This week I focused on researching for and deploying pretrained ASR models to verify that the current deployment strategy works. After successfully deploying a pretrained English ASR model and a pretrained Mandarin model, I noticed a critical issue that is slowing down our app performance when testing them, which I am still trying to resolve.
The ASR models I tested were from huggingface repositories “facebook/wav2vec2-base-960h” (an English ASR model) and “jonatasgrosman/wav2vec2-large-xlsr-53-chinese-zh-cn” (a Mandarin ASR model). The deployment server was able to run our application, load an ASR model, take audio data sent from the frontend through HTTP requests, write audio data into .wav format and input .wav file into the model and send back predicted texts to the frontend. As demonstrated in screenshots below. Since this is only a pretrained basic ASR model with no additional training, the transcription accuracy is not very high, but it verifies that our current deployment strategy is feasible for deploying our own model.

Similarly, I successfully deployed a Mandarin ASR model.

On the way, I encountered 2 issues, one of which has been resolved and another still requires further researching. The first issue was that the running django server would automatically stop itself after a few sessions of start/stop recording. Through research, I found that the issue was caused by a type of automatic request made by a django module, so I customized a django middleware that checks and deletes such requests.
The second issue was that as the frontend was recording audio chunks to the server, the audio chunks starting from the second chunk will result in empty .wav files being formed. I am still researching the cause and solution for this issue. But for now, I changed the frontend logic to send the entire audio track from the beginning of a start/stop session to the current time to the server instead of sending chunks, which removed the issue. The drawback of this workaround is that the model needs to run on the entire audio data from the beginning of a record session instead of only running on a chunk every time. Plus, as we decrease the audio sending period, the model would have to run on more and more audio data. For example, if the audio sending period is 1 second, that would mean that the model would have to run on a 1s audio from the beginning of a session, a 2s audio from the beginning of a session, … , a n-second audio of the session. The total length of audio through the model for a n-second recording session is O(n2) whereas if we could manage to correctly send n 1-second audios, the total length of audio through the model for a n-second recording session is only O(n).

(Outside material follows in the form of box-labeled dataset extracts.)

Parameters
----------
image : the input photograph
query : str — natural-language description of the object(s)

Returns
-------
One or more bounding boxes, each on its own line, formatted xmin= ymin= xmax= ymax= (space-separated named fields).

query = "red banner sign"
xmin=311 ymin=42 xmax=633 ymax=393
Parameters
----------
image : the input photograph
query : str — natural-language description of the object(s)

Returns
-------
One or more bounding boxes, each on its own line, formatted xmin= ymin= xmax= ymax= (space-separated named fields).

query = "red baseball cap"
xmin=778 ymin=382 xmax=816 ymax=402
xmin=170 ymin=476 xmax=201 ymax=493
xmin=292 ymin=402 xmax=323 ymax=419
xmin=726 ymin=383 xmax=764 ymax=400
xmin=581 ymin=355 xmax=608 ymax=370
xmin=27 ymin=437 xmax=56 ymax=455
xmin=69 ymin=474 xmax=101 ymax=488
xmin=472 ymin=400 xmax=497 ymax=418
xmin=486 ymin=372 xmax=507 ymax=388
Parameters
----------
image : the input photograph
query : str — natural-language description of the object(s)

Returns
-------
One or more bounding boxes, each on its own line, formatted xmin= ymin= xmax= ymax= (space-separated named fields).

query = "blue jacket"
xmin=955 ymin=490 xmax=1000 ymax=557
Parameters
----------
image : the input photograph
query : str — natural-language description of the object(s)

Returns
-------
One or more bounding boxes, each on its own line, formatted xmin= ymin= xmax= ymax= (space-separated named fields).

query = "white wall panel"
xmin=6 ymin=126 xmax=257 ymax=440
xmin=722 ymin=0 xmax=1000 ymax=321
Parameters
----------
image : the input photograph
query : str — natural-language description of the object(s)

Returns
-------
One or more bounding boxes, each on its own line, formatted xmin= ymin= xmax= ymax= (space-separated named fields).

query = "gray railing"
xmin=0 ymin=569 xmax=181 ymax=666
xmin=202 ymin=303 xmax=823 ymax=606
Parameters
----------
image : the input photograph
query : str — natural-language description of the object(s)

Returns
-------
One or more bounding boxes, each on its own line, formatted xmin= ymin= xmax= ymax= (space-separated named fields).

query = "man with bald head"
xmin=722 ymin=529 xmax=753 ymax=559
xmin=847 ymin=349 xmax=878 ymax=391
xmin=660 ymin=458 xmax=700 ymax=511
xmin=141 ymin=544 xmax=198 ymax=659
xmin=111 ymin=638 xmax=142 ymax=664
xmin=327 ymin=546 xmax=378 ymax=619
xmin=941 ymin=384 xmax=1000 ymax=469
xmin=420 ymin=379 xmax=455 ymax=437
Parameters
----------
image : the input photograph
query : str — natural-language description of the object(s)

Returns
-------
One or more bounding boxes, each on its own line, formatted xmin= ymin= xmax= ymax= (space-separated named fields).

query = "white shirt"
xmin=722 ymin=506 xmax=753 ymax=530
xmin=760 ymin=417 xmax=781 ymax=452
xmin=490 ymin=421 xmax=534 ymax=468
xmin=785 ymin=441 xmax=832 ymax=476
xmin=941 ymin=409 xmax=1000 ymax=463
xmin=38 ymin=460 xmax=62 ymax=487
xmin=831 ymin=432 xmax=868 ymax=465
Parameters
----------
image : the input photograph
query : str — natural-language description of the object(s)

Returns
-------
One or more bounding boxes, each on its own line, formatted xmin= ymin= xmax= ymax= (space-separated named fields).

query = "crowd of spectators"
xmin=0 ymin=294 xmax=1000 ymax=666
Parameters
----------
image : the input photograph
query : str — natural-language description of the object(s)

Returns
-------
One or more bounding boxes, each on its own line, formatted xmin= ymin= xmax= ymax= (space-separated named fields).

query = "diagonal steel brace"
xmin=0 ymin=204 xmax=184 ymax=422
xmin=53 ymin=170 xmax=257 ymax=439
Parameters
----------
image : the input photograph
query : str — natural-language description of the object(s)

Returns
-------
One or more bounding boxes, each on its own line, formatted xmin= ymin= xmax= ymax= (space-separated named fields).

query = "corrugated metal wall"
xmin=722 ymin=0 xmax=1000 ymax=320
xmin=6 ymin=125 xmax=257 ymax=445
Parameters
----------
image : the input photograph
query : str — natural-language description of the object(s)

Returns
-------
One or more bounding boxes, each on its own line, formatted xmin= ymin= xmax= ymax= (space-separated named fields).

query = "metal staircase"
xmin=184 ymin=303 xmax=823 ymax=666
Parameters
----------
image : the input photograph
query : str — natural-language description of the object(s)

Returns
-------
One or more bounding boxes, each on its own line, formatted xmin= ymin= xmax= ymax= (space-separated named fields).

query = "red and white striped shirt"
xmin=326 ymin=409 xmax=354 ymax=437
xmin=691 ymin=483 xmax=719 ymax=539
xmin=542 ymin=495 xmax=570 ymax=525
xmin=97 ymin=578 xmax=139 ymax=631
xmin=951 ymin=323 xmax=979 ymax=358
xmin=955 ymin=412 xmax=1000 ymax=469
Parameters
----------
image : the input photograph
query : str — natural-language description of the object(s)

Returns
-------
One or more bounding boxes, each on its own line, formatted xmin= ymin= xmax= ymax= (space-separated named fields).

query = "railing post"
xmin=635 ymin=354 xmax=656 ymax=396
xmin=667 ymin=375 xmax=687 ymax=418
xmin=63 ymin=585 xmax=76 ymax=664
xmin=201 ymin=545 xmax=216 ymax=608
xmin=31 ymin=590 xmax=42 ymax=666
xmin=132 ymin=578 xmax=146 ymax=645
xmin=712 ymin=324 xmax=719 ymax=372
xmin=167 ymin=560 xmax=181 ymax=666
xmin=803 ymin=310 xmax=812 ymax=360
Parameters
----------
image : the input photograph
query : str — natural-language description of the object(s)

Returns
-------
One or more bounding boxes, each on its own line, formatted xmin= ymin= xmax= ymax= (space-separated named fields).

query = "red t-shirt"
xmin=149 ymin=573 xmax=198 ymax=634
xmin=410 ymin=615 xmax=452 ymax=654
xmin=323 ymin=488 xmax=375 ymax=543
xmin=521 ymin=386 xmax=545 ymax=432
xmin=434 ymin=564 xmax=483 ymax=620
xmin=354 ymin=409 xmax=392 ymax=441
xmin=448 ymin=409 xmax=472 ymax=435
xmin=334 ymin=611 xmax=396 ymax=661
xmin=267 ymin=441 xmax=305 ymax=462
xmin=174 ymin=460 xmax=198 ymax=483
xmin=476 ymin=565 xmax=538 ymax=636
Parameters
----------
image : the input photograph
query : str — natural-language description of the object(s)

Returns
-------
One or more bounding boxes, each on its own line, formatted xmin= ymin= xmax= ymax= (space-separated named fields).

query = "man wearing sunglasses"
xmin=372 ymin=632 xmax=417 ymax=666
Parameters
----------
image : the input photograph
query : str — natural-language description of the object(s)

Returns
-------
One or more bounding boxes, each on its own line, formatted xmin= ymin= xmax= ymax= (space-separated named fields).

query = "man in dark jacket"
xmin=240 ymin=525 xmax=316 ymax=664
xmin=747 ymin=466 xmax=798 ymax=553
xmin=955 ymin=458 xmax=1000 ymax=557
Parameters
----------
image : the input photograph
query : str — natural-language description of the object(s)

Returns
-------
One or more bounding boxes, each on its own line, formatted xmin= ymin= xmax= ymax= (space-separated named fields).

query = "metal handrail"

Next week, I will work on fixing the empty audio file issue and deploy a pretrained language detection model on our server so that the language detection model could decide for each audio frame which language model should be used to transcribe the audio to achieve codeswitching.
Currently on the web application side, there has not been any major timeline delay. I expect the empty audio file issue to be resolved within next week. Potential risks include that our own models might have environment requirements or performance requirements that are different from the models I have tested so far, so in that case the development effort for deployment and integration would be larger.